60. The Trust addressed this in its response dated 23 October 2023. It explained the process for arranging the discharge and the involvement of social services and the clinical commissioning group. The Trust acknowledged in its response that there had been some miscommunication between the ward and the clinical commissioning group (CCG) which caused Ms Y and Mr X stress.
61. The relevant guidance here is NICE ‘Transition between inpatient hospital settings and community or care home settings for adults with social care needs’.
62. Our nursing adviser informs us the documentation indicates Mr X’s discharge was managed in line with guidance, although it is evident that there were some delays due to the Trust having to order equipment and a package of care being agreed with the CCG. The discharge flow coordinator and the occupational therapists appear to have had communication with Ms Y about Mr X’s fast track discharge, the provision of equipment and what care he would require at home. This is in line with point 1.5 of the above guidance which deals with ‘Discharge from hospital’. This includes appointing a discharge coordinator, communication and information sharing and involving carers which appears to have been met by the Trust.
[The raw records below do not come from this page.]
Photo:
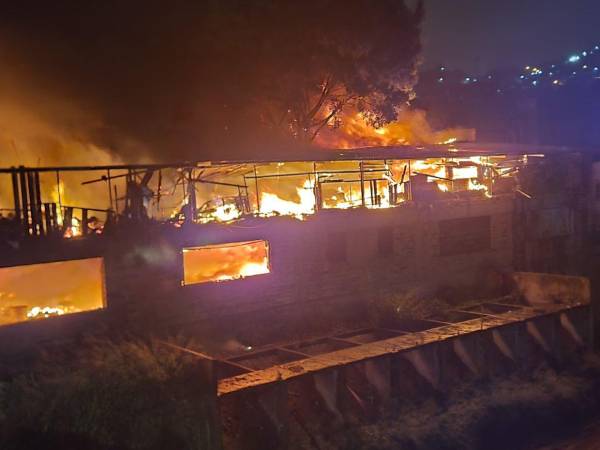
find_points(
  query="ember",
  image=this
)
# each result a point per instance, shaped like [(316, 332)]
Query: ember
[(225, 261)]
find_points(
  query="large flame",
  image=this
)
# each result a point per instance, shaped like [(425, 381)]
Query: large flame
[(353, 130)]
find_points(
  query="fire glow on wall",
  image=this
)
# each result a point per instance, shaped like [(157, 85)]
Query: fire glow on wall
[(40, 291), (223, 262)]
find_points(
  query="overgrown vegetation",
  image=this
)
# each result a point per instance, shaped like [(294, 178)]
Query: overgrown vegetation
[(108, 394), (505, 413)]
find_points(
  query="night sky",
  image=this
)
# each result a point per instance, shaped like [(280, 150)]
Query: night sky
[(483, 35)]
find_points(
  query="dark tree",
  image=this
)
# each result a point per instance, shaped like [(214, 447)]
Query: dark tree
[(199, 79)]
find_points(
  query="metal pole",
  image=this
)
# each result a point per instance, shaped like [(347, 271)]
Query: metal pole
[(256, 186), (58, 189), (362, 184), (109, 188), (24, 202), (17, 202)]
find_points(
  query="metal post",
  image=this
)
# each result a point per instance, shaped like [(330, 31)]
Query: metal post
[(84, 221), (256, 186), (38, 201), (17, 201), (362, 183), (109, 188), (32, 205), (24, 201), (58, 189), (192, 197)]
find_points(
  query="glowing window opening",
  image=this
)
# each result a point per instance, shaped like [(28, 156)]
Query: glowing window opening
[(225, 262), (40, 291)]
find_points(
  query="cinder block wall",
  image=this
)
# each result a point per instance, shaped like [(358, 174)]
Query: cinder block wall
[(306, 284)]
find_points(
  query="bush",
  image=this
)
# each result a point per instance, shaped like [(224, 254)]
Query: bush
[(109, 394)]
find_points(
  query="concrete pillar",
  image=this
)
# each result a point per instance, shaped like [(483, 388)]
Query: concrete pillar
[(326, 384), (260, 418), (426, 362), (544, 332)]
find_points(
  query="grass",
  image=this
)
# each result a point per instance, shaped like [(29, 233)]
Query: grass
[(108, 394), (506, 413)]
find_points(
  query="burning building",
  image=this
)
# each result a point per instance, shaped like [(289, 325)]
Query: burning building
[(359, 221), (282, 262)]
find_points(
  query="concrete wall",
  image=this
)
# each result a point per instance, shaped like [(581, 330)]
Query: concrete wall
[(305, 284)]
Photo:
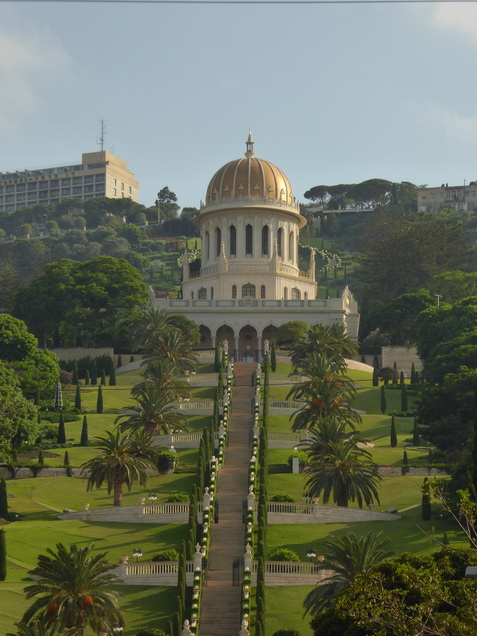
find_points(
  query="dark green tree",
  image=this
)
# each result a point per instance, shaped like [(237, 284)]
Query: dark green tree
[(99, 401), (84, 432), (61, 437)]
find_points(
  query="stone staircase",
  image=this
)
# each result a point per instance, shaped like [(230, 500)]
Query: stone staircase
[(220, 613)]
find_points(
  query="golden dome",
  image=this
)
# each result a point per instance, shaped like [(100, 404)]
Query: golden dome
[(250, 181)]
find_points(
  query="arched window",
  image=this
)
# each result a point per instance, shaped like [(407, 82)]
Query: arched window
[(291, 245), (265, 240), (233, 240), (295, 294), (248, 290), (280, 241), (249, 240)]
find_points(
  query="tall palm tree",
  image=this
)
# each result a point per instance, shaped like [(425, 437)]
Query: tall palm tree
[(346, 557), (119, 463), (345, 472), (154, 412), (75, 592)]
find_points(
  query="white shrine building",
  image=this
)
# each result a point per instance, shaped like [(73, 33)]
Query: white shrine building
[(249, 282)]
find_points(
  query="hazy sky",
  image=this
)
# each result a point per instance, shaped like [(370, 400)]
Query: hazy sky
[(332, 93)]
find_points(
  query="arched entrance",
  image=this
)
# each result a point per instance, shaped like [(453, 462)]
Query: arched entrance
[(227, 333), (248, 344)]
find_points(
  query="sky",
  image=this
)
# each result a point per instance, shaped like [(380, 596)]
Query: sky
[(333, 93)]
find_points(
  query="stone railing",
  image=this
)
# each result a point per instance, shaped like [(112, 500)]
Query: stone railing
[(291, 573)]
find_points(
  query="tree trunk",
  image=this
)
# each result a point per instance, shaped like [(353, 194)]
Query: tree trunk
[(118, 493)]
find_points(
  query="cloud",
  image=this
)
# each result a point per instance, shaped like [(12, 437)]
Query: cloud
[(451, 124), (457, 16), (31, 59)]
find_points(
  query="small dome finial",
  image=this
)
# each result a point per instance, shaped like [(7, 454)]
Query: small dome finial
[(249, 145)]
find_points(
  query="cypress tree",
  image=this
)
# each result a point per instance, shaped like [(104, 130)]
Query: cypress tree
[(273, 357), (404, 401), (93, 372), (78, 398), (3, 556), (425, 503), (3, 498), (383, 400), (393, 434), (75, 373), (416, 440), (61, 437), (99, 401), (84, 433)]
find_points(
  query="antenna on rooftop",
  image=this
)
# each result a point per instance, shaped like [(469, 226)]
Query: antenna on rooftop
[(101, 139)]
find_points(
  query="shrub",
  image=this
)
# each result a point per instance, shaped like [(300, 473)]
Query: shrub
[(178, 496), (282, 497), (284, 554), (166, 555), (166, 461)]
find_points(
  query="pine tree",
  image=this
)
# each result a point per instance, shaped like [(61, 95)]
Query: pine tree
[(404, 401), (3, 498), (99, 401), (84, 433), (75, 373), (393, 434), (93, 372), (78, 398), (61, 437), (3, 556), (383, 400), (273, 357), (416, 440)]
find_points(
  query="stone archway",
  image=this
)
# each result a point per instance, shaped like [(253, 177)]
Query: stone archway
[(205, 337), (227, 333), (248, 349)]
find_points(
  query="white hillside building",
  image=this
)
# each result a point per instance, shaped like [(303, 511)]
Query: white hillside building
[(249, 282)]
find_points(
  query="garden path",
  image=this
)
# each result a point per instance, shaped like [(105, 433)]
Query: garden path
[(220, 613)]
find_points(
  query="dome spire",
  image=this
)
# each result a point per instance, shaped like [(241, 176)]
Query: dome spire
[(249, 145)]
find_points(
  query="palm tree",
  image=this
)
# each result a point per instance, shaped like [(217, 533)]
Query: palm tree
[(120, 463), (346, 557), (345, 472), (76, 592), (154, 412)]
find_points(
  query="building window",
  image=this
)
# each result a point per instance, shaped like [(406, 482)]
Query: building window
[(280, 241), (248, 290), (265, 240), (249, 240), (233, 240)]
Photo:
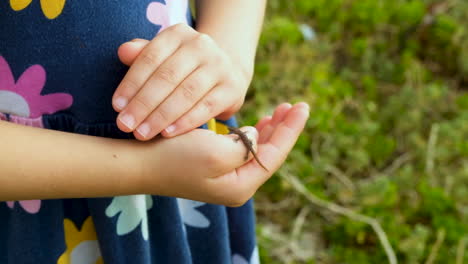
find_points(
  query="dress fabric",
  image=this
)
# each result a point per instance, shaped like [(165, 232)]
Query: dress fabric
[(58, 70)]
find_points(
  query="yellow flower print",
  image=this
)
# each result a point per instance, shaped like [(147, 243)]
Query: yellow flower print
[(82, 246), (51, 8)]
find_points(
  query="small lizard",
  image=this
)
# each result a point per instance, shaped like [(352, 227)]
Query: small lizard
[(247, 143)]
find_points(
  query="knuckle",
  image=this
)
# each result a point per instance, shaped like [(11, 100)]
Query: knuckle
[(239, 198), (163, 113), (143, 103), (149, 58), (189, 88), (202, 41), (167, 75), (129, 84), (215, 160)]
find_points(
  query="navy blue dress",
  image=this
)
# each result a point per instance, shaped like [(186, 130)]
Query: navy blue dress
[(58, 70)]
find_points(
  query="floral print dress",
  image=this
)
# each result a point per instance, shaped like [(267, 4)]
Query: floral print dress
[(58, 70)]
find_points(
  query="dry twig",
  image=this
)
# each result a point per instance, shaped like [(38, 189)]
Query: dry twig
[(299, 187)]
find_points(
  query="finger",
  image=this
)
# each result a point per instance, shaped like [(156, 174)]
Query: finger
[(157, 88), (128, 51), (280, 113), (186, 95), (278, 116), (274, 152), (262, 123), (153, 55), (210, 105)]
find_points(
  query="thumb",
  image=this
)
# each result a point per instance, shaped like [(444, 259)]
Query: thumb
[(128, 51)]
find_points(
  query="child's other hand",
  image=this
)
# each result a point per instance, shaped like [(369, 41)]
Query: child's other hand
[(214, 169), (177, 82)]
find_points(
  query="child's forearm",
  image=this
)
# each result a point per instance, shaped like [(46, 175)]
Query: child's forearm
[(234, 25), (45, 164)]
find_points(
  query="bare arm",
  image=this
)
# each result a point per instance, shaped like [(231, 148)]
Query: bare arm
[(234, 25), (45, 164)]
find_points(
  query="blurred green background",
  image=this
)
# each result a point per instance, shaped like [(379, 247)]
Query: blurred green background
[(386, 145)]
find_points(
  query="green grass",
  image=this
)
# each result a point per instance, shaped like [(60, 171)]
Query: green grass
[(388, 133)]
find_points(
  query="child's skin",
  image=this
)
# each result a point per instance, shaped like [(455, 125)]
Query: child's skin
[(184, 77), (45, 164), (218, 60)]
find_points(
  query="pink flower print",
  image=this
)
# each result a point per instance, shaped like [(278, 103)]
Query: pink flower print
[(166, 15), (31, 206), (24, 98)]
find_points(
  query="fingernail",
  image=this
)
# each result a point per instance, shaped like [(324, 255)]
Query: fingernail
[(128, 120), (144, 130), (121, 102), (170, 129)]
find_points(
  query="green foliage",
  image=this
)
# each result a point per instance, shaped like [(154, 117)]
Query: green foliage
[(387, 136)]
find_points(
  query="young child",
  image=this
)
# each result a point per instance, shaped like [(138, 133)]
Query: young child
[(59, 70)]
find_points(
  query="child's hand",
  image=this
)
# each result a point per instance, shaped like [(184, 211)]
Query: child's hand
[(177, 82), (214, 169)]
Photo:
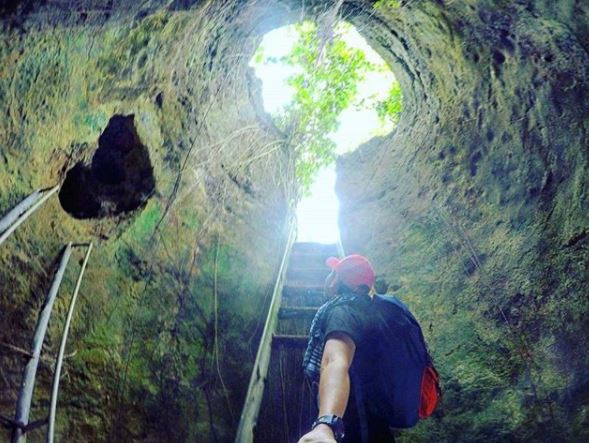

63. Having considered the available evidence including our nursing adviser’s advice our decision is that, whilst there may have been some miscommunication between the ward and the CCG, overall the discharge was managed in line with guidance. Therefore, we do not uphold this part of the complaint.
Hospital Acquired Pneumonia
64. Ms Y complains that Mr X suffered a heart attack on 3 September 2022 driven by hospital acquired pneumonia (HAP). The Trust said that Mr X was started on antibiotics for suspected HAP on 2 September 2022.
65. The relevant guidance here is NICE – Healthcare-associated infections. Our physician adviser explained that healthcare acquired infections (HCAIs) are an unfortunate consequence of prolonged hospital inpatient stays for patients. Mr X had been in over 2 weeks at this stage, had been unwell and physically deconditioned with reduced mobility. He had several medical issues and was frail.
66. Our physician adviser said there is no evidence that Mr X developed a HCAI as a result of failings on the part of the Trust. The importance of good nutrition, early mobilisation and rapid discharge all play a role in reducing HCAI incidence as well as infection prevention measures. It appears that the patient needed an admission to hospital due to being unwell and developed HCAI due to prolonged stay and the need for ongoing inpatient assessment and investigations.
67. Our physician adviser said Mr X was frail and had been declining in health a few weeks prior to admission. He presented with high calcium, pain, constipation and reduced mobility – these all contributed to increasing frailty and pressure sores and subsequently development of a HCAI. Extensive investigations and treatment was needed resulting in a prolonged hospital stay. The sequence of events was an unfortunate result of the need for being in hospital for assessment and treatment.
68. Having considered the available evidence our decision is there is evidence of failings on the part of the Trust which indicates it was responsible for Mr X’s infection. Therefore, we do not uphold this part of the complaint.